Dans cet entretien, Asma Lamrabet nous parle de la manière dont les interprétations historiques ont façonné la place des femmes dans la société musulmane. Et de comment les concepts de « kiwama » (responsabilité) et de « Attaa » (obéissance), ont été instrumentalisées pour justifier l’inégalité entre les genres. Elle aborde également le sujet crucial de l’héritage dans l’islam, remettant en question les interprétations traditionnelles et plaidant pour une réévaluation des règles successorales à la lumière des valeurs éthiques et de l’équité.
Entretien mené par Aicha Sakhri (Extrait reformulé de l’émission Horrates de M24 diffusée le 23 mai 2023)
Aicha Sakhri (AS): Bonjour Asma, je vous remercie d’avoir accepté cette entrevue. Je souhaiterais commencer en abordant votre dernier ouvrage intitulé « Islam et liberté fondamentale pour une éthique universelle », publié aux éditions « En toutes lettres – Collection « Les questions qui fâchent ». Cet ouvrage apparaît comme un vibrant plaidoyer pour une réconciliation entre les référentiels universels et religieux, en mettant l’accent, comme vous le mentionnez à maintes reprises, sur la nécessité d’éliminer les préjugés qui subsistent de part et d’autre.
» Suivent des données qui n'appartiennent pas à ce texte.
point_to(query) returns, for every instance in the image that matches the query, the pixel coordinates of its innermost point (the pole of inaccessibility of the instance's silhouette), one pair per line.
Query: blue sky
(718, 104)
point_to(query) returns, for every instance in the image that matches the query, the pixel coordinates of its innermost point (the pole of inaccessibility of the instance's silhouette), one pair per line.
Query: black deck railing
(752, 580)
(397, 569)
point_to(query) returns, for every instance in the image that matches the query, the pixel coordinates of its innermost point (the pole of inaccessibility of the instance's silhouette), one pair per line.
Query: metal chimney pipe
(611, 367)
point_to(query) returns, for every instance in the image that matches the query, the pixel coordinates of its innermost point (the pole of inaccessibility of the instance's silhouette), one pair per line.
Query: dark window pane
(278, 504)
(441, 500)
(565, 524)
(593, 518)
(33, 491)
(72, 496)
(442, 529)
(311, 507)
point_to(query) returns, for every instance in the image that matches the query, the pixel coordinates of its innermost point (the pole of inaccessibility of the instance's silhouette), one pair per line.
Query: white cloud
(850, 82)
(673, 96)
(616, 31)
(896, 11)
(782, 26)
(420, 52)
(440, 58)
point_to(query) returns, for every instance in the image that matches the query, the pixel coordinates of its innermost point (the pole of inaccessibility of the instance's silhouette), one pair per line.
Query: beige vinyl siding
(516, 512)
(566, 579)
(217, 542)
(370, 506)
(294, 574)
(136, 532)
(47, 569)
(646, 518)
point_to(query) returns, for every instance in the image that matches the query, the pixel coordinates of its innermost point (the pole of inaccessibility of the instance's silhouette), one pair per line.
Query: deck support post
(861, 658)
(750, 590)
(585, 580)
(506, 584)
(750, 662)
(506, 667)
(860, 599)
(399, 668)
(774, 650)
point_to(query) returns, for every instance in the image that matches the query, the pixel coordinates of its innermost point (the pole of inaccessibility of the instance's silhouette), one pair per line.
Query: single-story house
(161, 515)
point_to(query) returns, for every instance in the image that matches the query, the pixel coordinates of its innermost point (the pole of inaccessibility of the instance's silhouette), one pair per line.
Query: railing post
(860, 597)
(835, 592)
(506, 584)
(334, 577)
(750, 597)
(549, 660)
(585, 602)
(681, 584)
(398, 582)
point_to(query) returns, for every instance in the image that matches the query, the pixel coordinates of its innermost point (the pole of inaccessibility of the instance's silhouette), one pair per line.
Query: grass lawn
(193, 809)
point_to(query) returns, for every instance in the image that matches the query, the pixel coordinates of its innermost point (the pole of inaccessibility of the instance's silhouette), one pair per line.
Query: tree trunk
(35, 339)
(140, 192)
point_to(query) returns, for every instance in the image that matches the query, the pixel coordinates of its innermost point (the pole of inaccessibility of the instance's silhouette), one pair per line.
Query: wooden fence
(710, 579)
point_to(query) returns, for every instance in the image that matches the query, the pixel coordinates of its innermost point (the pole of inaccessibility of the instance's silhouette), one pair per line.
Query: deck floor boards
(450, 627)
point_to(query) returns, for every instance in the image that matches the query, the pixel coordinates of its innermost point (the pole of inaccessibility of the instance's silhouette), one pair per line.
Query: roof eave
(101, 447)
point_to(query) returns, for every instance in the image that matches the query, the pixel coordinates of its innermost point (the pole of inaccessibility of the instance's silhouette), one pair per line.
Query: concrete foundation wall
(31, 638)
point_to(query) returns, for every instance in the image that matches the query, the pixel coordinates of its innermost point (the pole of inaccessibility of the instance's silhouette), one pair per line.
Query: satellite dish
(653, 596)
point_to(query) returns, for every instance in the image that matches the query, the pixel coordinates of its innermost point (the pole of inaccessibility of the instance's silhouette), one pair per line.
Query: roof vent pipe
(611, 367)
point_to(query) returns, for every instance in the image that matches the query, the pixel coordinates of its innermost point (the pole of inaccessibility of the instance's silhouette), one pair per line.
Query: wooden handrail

Vous soulignez également la nécessité de décoloniser les mentalités et d’aborder le « point de tension existant entre certaines libertés individuelles et le référentiel religieux ».
Comment peut-on sortir de cette impasse sans renier notre identité ?
Comment peut-on concilier à la fois universalisme, marocanité, pratique religieuse et foi ?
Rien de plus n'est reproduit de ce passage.